3ème étape : départ pour l’imprimerie

                -Lorsque l’éditeur considère que l’ouvrage est prêt à être imprimé, il envoie les épreuves à l’imprimerie, avec laquelle il a négocié les conditions et les délais d’impression, ainsi que la qualité du papier, ou encore le tirage (c’est-à-dire le nombre d’exemplaires devant être imprimés).

                -L’imprimeur renvoie à l’éditeur des traceurs (ou ozalids), un document qui permet d’effectuer les ultimes vérifications avant l’impression. Lorsque l’éditeur donne son accord, l’impression définitive est lancée.

4ème étape : la diffusion et la commercialisation

                -Parallèlement, l’éditeur a présenté ses futures parutions à son diffuseur, une société chargée de démarcher les librairies pour mettre en place les livres dans les rayons. Cette étape est primordiale, car elle assure la bonne visibilité d’un ouvrage : plus il sera diffusé, plus les ventes seront potentiellement élevées.

                -Pour assurer le succès d’un livre, l’éditeur doit également en faire la publicité. Ce travail est souvent confié à un attaché de presse, chargé des relations avec les journalistes. Mais l’éditeur peut aussi s’impliquer personnellement, en soutenant un auteur lors d’une interviews, par exemple.

Se former au métier d'Éditeur

            Aucune formation, aucun concours ne permettent d’accéder directement au métier d’éditeur. Cependant, certaines compétences sont indispensables, et, pour les acquérir, plusieurs années d’études supérieures sont conseillées : une formation commerciale et/ou juridique, doublée, par exemple, d’une formation aux métier du livre et de l’édition. De plus, le métier d’éditeur requiert une solide culture générale. Mais , en fait, c’est sur le terrain que l’on apprend vraiment ce métier : la meilleure façon de s’y préparer est d’effectuer des stages dans des maison d’édition. Ces stages peuvent déboucher sur un emploi, souvent un poste d’assistant d’édition.

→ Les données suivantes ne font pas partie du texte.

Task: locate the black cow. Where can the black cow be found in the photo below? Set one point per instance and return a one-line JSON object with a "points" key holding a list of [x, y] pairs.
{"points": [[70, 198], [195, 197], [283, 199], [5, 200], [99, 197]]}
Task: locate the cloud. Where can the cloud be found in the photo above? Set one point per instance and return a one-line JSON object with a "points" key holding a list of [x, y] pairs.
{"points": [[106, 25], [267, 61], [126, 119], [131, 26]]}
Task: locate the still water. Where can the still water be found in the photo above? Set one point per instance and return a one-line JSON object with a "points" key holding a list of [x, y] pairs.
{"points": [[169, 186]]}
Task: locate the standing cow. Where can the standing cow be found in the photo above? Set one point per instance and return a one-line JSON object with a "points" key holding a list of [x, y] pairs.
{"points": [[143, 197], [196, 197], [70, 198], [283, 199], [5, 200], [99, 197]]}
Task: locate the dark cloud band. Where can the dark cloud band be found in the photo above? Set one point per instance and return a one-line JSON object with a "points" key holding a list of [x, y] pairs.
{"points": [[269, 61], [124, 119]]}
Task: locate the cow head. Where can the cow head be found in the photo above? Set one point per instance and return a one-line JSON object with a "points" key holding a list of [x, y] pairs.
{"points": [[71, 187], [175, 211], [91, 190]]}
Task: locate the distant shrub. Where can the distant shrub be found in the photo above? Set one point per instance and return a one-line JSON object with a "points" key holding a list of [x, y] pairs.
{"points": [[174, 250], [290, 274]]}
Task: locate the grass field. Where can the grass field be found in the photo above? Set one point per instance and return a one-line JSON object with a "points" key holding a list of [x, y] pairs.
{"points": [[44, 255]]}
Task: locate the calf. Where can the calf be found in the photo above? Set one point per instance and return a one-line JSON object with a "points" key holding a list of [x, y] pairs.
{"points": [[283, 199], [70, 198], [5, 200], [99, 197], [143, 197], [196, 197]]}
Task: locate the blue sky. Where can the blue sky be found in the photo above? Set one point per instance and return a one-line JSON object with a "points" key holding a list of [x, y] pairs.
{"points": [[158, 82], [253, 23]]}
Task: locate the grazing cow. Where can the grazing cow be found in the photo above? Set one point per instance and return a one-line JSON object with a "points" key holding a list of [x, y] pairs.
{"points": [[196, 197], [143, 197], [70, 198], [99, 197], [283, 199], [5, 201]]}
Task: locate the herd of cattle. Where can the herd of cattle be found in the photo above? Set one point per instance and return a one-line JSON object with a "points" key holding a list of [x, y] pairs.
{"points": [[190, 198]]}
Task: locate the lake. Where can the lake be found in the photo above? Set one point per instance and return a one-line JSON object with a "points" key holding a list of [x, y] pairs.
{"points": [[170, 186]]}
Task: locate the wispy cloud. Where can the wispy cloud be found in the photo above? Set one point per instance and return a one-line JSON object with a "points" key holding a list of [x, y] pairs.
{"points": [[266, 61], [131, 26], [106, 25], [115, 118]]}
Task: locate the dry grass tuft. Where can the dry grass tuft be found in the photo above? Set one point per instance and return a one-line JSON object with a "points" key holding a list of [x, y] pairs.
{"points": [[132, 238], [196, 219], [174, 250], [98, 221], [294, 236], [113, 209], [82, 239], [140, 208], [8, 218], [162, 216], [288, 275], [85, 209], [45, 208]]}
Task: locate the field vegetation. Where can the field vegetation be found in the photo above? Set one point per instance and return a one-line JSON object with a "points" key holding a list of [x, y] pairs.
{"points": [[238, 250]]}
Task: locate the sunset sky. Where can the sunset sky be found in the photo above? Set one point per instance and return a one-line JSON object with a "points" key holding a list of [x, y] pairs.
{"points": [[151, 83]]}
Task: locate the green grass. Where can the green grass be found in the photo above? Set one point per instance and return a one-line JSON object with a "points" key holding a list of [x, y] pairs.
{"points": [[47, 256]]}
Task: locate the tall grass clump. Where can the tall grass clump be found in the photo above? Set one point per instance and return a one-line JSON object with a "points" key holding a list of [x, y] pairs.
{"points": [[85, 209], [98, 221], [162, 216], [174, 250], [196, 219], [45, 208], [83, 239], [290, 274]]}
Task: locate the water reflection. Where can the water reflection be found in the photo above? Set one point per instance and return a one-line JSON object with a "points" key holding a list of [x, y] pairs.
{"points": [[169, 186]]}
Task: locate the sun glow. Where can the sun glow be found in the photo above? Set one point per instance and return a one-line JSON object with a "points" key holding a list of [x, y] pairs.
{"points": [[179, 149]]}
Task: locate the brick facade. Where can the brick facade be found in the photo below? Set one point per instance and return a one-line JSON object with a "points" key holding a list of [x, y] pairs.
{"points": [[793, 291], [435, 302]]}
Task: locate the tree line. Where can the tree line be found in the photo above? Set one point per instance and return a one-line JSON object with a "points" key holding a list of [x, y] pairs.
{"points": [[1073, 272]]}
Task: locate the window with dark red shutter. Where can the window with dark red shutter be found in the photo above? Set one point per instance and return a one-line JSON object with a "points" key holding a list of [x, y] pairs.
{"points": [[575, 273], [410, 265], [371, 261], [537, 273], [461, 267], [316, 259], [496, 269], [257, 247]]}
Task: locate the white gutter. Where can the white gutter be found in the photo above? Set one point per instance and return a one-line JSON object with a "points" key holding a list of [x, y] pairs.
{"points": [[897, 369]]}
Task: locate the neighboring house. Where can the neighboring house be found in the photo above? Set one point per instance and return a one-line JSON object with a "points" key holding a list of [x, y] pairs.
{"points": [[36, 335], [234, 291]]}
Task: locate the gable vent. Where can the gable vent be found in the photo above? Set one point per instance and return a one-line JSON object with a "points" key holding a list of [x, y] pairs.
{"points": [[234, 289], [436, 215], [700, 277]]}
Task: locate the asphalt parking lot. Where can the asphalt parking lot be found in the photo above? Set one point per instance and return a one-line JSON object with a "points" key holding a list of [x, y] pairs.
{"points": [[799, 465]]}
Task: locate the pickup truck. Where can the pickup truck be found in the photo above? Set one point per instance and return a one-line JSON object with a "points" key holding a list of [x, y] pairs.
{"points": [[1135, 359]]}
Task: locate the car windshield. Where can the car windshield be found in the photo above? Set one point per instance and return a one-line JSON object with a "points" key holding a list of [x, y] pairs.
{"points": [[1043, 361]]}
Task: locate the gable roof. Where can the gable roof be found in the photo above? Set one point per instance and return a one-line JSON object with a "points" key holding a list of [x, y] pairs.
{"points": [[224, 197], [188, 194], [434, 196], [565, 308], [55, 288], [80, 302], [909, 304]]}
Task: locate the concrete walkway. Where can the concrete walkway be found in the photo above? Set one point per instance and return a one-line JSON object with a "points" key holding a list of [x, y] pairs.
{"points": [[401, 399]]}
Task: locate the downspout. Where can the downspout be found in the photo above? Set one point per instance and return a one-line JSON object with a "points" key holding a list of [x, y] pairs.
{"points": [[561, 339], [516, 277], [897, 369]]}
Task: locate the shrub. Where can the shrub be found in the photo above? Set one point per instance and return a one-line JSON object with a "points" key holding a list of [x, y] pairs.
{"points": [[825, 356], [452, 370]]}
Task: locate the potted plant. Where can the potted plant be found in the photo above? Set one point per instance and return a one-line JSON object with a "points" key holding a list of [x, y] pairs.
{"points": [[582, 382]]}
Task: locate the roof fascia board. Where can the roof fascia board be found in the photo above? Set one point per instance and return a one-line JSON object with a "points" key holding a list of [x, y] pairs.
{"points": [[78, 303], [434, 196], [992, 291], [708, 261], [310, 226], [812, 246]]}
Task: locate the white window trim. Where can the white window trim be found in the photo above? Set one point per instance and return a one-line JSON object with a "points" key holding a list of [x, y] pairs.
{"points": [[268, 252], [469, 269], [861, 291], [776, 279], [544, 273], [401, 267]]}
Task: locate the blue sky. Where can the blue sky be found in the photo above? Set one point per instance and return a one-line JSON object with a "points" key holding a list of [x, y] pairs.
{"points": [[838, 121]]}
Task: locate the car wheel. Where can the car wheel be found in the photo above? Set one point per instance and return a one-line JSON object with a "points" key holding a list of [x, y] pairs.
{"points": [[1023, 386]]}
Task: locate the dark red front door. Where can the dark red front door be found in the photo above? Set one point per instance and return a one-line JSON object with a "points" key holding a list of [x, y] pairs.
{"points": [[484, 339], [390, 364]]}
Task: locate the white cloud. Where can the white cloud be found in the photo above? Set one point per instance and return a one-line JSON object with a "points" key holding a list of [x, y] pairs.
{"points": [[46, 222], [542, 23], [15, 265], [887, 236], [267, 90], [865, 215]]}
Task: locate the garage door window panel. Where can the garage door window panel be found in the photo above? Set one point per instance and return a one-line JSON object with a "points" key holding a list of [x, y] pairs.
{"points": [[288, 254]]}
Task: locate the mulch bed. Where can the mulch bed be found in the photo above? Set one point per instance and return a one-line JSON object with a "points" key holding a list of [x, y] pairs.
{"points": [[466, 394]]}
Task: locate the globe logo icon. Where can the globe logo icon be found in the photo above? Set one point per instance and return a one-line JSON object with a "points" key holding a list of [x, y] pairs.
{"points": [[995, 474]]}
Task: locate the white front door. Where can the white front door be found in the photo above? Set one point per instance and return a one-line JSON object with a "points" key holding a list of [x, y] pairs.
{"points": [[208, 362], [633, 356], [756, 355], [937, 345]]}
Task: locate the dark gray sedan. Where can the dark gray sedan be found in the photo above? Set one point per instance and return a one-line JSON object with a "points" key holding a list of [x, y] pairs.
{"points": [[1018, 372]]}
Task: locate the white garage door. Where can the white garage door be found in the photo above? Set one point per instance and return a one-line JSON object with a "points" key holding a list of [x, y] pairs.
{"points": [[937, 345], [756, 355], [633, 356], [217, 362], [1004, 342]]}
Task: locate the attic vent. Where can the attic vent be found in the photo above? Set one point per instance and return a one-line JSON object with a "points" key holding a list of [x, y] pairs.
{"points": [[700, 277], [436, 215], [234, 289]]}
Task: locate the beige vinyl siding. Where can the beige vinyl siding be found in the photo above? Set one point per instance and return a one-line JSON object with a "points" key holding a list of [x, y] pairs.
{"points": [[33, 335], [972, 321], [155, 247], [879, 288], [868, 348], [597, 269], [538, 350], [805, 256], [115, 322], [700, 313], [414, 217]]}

On peut ensuite espérer devenir directeur de collection, ou bien, après avoir acquis une solide expérience professionnelle , se lancer dans l’aventure de la création de sa propre maison d’édition…

            Pour toute information sur les métiers de l’édition, sur les emplois et les formations :

Syndicat national de l’édition

115 boulevard Saint Germain

75006 Paris

Tel : 01 44 41 40 50

www.sns.fr

       Le travail de l’éditeur est différent selon qu’il exerce son activité au sein d’une grosse entreprise ou d’une très petite structure. Dans le premier cas, il doit diriger et superviser une équipe importante de collaborateur, ce qui constitue une lourde responsabilité, mais il peut déléguer une grande partie de ses fonctions à ses assistants. Dans le second cas, l’éditeur s’occupe souvent lui-même du contact avec les auteurs et avec l’imprimeur, du suivi et du contrôle de la réalisation du livre, puis de la dernière étape qui consiste à en assurer la promotion… Mais, dans tous les cas, l’éditeur reste un chef d’entreprise : il doit être un bon gestionnaire. Il doit aussi, naturellement, avoir une parfaite connaissance des techniques de fabrication du livre, de tous les rouages du monde de l’édition et du marché du livre.